Istiocitosi a cellule di Langerhans

1. Cos’è l’istiocitosi a cellule di Langerhans?

Sezione intitolata “1. Cos’è l’istiocitosi a cellule di Langerhans?”

L’istiocitosi a cellule di Langerhans (LCH) è una malattia in cui le cellule di Langerhans, cellule presentanti l’antigene derivate dal midollo osseo, infiltrano e proliferano in modo monoclonale in vari organi. Un tempo chiamata «istiocitosi X», comprende le seguenti tre malattie.

  • Granuloma eosinofilo : infiltrazione ossea singola o multipla predominante. Quasi nessun danno d’organo. Il più frequente.
  • Malattia di Hand-Schüller-Christian: malattia cronica progressiva caratterizzata dalla triade di difetti ossei, diabete insipido ed esoftalmo
  • Malattia di Letterer-Siwe: si manifesta nei neonati e nei bambini piccoli, colpendo organi sistemici. Prognosi infausta

Nel 1868, il medico tedesco Paul Langerhans descrisse per la prima volta le cellule di Langerhans nell’epidermide. Ci vollero più di un secolo per chiarire l’origine ematopoietica e la funzione di presentazione dell’antigene delle cellule dendritiche. Nel 2016, la International Histiocyte Society ha proposto una classificazione rivista, classificando la LCH nel gruppo L (gruppo di Langerhans)4).

La LCH è principalmente una malattia pediatrica con un picco di incidenza tra 1 e 10 anni. L’incidenza annuale è riportata tra 4,6 e 8,9 casi per milione di bambini di età inferiore a 15 anni1)2)3). L’età mediana alla diagnosi è di 3 anni2), con un rapporto maschi-femmine di 1,5:1, leggermente più frequente nei maschi4). I bambini di età inferiore a 2 anni hanno un decorso più aggressivo e una prognosi peggiore. La LCH rappresenta l’1-3% dei tumori orbitali nei bambini.

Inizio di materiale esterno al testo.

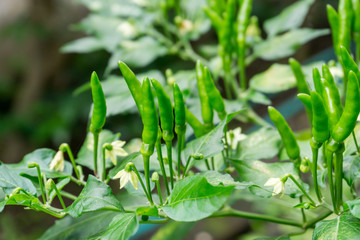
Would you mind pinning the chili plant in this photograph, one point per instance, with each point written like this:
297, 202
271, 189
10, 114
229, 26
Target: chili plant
191, 166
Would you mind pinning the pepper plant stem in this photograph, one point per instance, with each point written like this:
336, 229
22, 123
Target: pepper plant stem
141, 182
161, 161
315, 152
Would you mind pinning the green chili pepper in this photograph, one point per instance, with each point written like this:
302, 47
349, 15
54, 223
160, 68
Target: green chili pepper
306, 100
180, 120
345, 20
287, 135
149, 116
242, 24
99, 111
332, 102
356, 28
349, 62
351, 111
206, 109
195, 124
320, 126
133, 83
299, 76
317, 81
333, 19
149, 135
216, 100
179, 108
165, 111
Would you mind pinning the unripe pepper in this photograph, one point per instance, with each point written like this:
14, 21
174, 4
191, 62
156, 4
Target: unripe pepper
99, 111
179, 109
149, 118
206, 109
216, 100
320, 127
351, 111
287, 135
133, 83
165, 111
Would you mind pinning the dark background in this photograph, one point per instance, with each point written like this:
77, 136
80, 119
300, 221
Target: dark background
37, 105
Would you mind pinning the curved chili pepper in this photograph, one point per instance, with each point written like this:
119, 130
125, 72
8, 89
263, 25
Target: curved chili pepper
349, 62
179, 109
165, 111
216, 100
299, 76
287, 135
332, 102
351, 111
320, 126
99, 111
306, 100
317, 81
195, 124
206, 109
133, 83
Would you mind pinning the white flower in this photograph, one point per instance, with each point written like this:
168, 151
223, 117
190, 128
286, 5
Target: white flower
116, 150
58, 162
279, 186
234, 137
126, 176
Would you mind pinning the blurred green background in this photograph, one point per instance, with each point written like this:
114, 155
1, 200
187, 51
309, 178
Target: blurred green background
38, 107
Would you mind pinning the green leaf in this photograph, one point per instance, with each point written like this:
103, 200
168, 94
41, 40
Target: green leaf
122, 227
83, 45
96, 195
194, 198
43, 157
351, 168
137, 53
279, 78
173, 231
286, 44
354, 207
259, 172
290, 18
344, 227
9, 180
85, 156
217, 179
266, 139
79, 228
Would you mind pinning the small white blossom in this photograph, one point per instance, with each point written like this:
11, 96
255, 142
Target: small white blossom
126, 176
234, 136
58, 162
279, 186
116, 150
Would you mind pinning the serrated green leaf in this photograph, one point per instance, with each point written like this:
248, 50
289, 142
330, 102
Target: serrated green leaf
344, 227
290, 18
80, 228
173, 231
9, 180
194, 198
354, 207
96, 195
122, 227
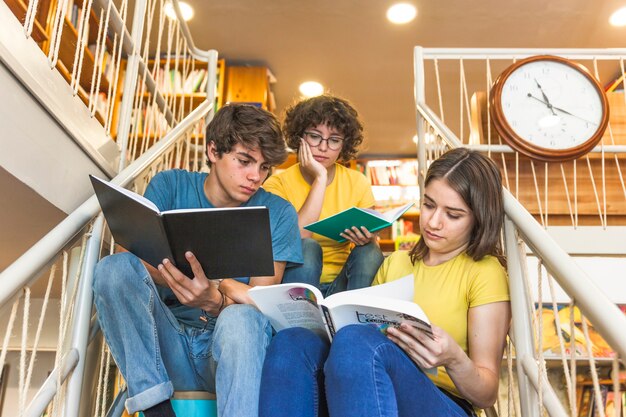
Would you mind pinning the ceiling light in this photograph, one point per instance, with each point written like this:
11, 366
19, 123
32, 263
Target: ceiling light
401, 13
618, 18
185, 9
311, 89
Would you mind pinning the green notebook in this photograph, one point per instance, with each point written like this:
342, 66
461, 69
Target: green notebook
373, 220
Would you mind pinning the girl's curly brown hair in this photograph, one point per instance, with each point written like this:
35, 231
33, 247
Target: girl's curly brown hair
328, 110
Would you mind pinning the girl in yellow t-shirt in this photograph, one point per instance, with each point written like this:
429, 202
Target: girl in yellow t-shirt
460, 283
325, 130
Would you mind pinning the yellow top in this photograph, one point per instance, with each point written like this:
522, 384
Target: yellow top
349, 188
445, 292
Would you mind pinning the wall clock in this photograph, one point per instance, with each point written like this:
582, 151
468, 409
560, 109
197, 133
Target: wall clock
549, 108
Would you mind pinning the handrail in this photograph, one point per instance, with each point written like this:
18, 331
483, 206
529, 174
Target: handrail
117, 24
605, 316
42, 254
518, 53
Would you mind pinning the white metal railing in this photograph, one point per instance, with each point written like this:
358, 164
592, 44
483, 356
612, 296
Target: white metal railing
526, 239
170, 135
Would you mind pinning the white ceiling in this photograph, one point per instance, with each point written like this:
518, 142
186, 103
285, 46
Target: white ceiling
349, 46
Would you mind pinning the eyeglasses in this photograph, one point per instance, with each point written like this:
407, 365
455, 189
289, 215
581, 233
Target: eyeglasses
313, 139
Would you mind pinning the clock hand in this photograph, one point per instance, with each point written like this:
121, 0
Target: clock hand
560, 109
547, 102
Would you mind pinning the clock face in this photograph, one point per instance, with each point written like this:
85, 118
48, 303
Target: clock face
549, 108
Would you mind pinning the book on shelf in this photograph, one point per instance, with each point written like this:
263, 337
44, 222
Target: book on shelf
302, 305
228, 242
574, 339
332, 226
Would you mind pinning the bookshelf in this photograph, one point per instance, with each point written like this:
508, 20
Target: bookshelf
394, 183
183, 86
43, 27
250, 85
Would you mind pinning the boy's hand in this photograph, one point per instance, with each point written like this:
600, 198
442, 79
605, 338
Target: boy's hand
359, 236
199, 292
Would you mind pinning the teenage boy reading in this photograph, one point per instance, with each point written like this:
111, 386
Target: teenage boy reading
324, 130
169, 332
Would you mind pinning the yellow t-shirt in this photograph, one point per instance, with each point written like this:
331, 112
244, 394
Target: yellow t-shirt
447, 291
348, 188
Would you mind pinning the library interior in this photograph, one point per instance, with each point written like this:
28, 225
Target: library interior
123, 90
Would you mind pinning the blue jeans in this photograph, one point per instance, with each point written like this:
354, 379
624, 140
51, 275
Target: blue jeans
362, 374
358, 271
157, 355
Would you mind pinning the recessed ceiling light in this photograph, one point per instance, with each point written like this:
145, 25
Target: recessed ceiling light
618, 18
401, 13
311, 89
185, 9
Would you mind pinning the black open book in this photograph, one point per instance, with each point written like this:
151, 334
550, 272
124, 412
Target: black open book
228, 242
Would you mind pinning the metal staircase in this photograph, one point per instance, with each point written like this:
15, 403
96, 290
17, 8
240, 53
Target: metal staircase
46, 298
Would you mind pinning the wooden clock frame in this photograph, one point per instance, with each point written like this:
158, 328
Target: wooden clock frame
527, 148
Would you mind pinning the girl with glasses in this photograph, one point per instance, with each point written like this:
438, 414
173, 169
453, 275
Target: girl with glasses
326, 131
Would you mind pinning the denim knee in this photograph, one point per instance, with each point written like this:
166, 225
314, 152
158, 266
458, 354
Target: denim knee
241, 329
311, 248
354, 347
118, 272
295, 344
311, 269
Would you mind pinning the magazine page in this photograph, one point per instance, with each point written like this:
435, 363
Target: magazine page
139, 198
400, 289
290, 305
394, 214
349, 308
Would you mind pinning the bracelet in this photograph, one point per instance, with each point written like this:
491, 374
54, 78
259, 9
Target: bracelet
223, 301
205, 316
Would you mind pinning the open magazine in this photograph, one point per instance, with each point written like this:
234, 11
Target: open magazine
302, 305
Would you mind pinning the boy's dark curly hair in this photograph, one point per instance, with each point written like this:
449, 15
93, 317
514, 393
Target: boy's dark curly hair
328, 110
250, 126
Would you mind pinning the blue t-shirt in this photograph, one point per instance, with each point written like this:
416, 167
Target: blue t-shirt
180, 189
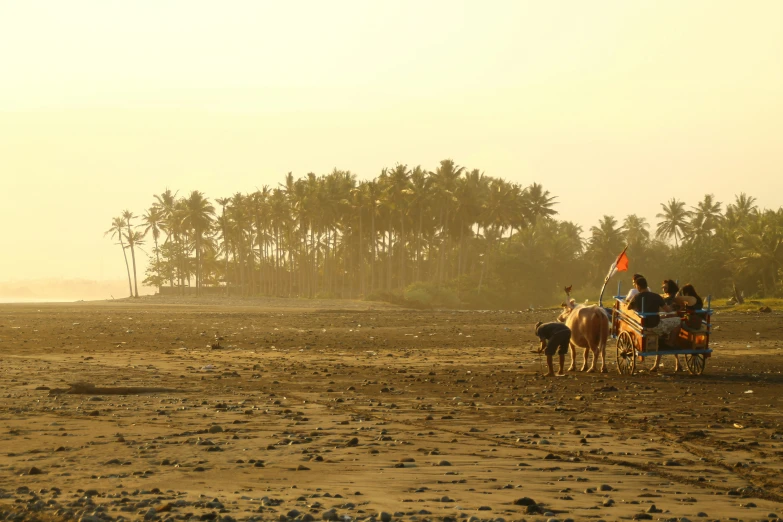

Q Quanto è comune la LCH nei bambini?
A

L’incidenza annuale della LCH è di circa 5-9 casi per 1 milione di bambini di età inferiore ai 15 anni. Rappresenta l’1-3% dei tumori orbitali pediatrici e, sebbene rara, è una delle importanti diagnosi differenziali dei tumori orbitali nei bambini.

I principali sintomi della LCH orbitale sono i seguenti:

  • Esorbitismo: dovuto a una lesione osteolitica dell’osso orbitario. Spesso unilaterale.
  • Gonfiore e arrossamento palpebrale: per diffusione dell’infiammazione ai tessuti molli orbitali, con aspetto simile a una cellulite orbitaria.
  • Dolore : il paziente può lamentare dolore nella sede interessata
  • Cefalea e disturbi visivi : si verificano quando la lesione del seno sfenoidale si estende al canale ottico1)

Nei bambini di età inferiore a 2 anni, la malattia progredisce rapidamente ed è spesso associata a coinvolgimento multiorgano.

Reperti clinici (reperti rilevati dal medico durante l’esame)

Sezione intitolata “Reperti clinici (reperti rilevati dal medico durante l’esame)”

Le lesioni LCH prediligono il midollo osseo ematopoieticamente attivo, quindi nell’orbita si osservano più frequentemente nella regione superotemporale.

Granuloma eosinofilo

Lesione ossea solitaria : si verifica prevalentemente in soggetti di età inferiore a 20 anni, specialmente sotto i 10 anni.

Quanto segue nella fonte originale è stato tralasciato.